Last weekend's fat harvest moon flipped a switch, and all of a sudden, it's fall. Tomatoes still shine in the garden, but now's the time to gorge on (or can) what's ripe, and accept that what's green now will still be green at Thanksgiving. At the farmers' market, grapes, figs, pomegranates, and winter squash are muscling out the last peaches and melons of the season.
If you're a Northeast transplant like me, you can't cross off the first week in October without craving the first bite of a snappy fresh apple, all crunch and tang. And any apple is better when you've picked it yourself right off the tree, blue sky painted between the branches and the promise of hot cider and fresh cider doughnuts to come.

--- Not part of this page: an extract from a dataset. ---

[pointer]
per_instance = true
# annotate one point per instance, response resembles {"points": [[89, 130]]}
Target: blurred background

As a kid, every autumn held a sunny October weekend where my mom would toss my sisters and I into the back of the Volvo (ah, the jouncing-around, sister-jabbing joys of the pre-carseat era!) and head out to the country to go apple picking. This was the Garden State in the 70s, and there was still a lot of working farmland around. Even my hometown, an otherwise drab suburb whose last exciting moment happened in 1780, had a small farm smack in the middle of it, right across the street from my elementary school.
It didn't take long to shake loose from the strip malls and find a place where we could run through the trees, getting stung by yellowjackets drunk on fermenting fallen fruit, and filling bag after bag with Winesaps and Macouns. Always next to the dusty parking lot was a little farm market selling cloudy, fresh-pressed apple cider, boxed apple pies and best of all, cider doughnuts. They were popped fresh out of a greasy, batter-spattered contraption that moved rings of batter along a conveyor belt of bubbling oil, flipping, frying, and finally spitting them down a chute to be sugared and sold.
What's a cider doughnut, you ask? Oh, you poor deprived child, you. Yes, here in California you had sunshine and skateboarding, while we had slush and mittens, but the doughnuts, and the snow days, were worth it. Cider doughnuts are nothing more than cake doughnuts made with apple cider in the dough, usually rolled in cinnamon sugar and best served minutes from the fryer. For East Coast kids, though, they have a mythical connection to autumn, all part of the memory of deep blue skies and the crunch of leaves underfoot, geese flying in V's overhead and the first smell of woodsmoke after dinner.